Birds are meaningful to a wide audience including the public. They live in almost every type of environment and in almost every niche (place or role) within those environments. The monitoring of species diversity and migration is important for almost all conservation efforts. The analysis of long-term audio data is vital to support those efforts but relies on complex algorithms that need to adapt to changing environmental conditions. Convolutional neural networks (CNNs) are powerful toolkits of machine learning that have proven efficient in the field of image processing and sound recognition. In this paper, a CNN system classifying bird sounds is presented and tested through different configurations and hyperparameters. The MobileNet pre-trained CNN model is finetuned using a dataset acquired from the Xeno-canto bird song sharing portal, which provides a large collection of labeled and categorized recordings. Spectrograms generated from the downloaded data represent the input of the neural network. The attached experiments compare various configurations including the number of classes (bird species) and the color scheme of the spectrograms. Results suggest that choosing a color map in line with the images the network has been pre-trained with provides a measurable advantage. The presented system is viable only for a low number of classes.
鸟类声音分类 :利用深度学习进行物种识别
鸟类对包括公众在内的广大观众来说意义非凡。

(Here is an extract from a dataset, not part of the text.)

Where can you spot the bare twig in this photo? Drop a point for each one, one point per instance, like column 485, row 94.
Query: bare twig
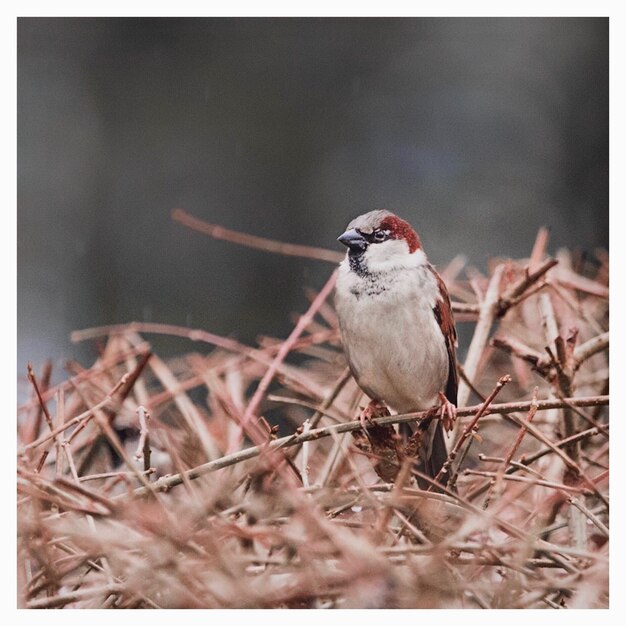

它们生活在几乎所有类型的环境中,以及这些环境中的几乎所有生态位(地点或角色)中。监测物种多样性和迁徙对于几乎所有的保护工作都非常重要。对长期音频数据的分析对于支持这些工作至关重要,但它依赖于需要适应不断变化的环境条件的复杂算法。卷积神经网络(CNN)是强大的机器学习工具包,在图像处理和声音识别领域已被证明是高效的。本文通过不同的配置和超参数,介绍并测试了一种对鸟类声音进行分类的 CNN 系统。MobileNet 预训练 CNN 模型使用从 Xeno-canto 鸟鸣共享门户网站获取的数据集进行微调,该门户网站提供了大量带标签和分类的录音。从下载的数据中生成的频谱图是神经网络的输入。所附实验比较了各种配置,包括类别(鸟类种类)的数量和频谱图的颜色方案。结果表明,选择与网络预先训练过的图像一致的颜色图具有明显的优势。所介绍的系统仅适用于较少类别的情况。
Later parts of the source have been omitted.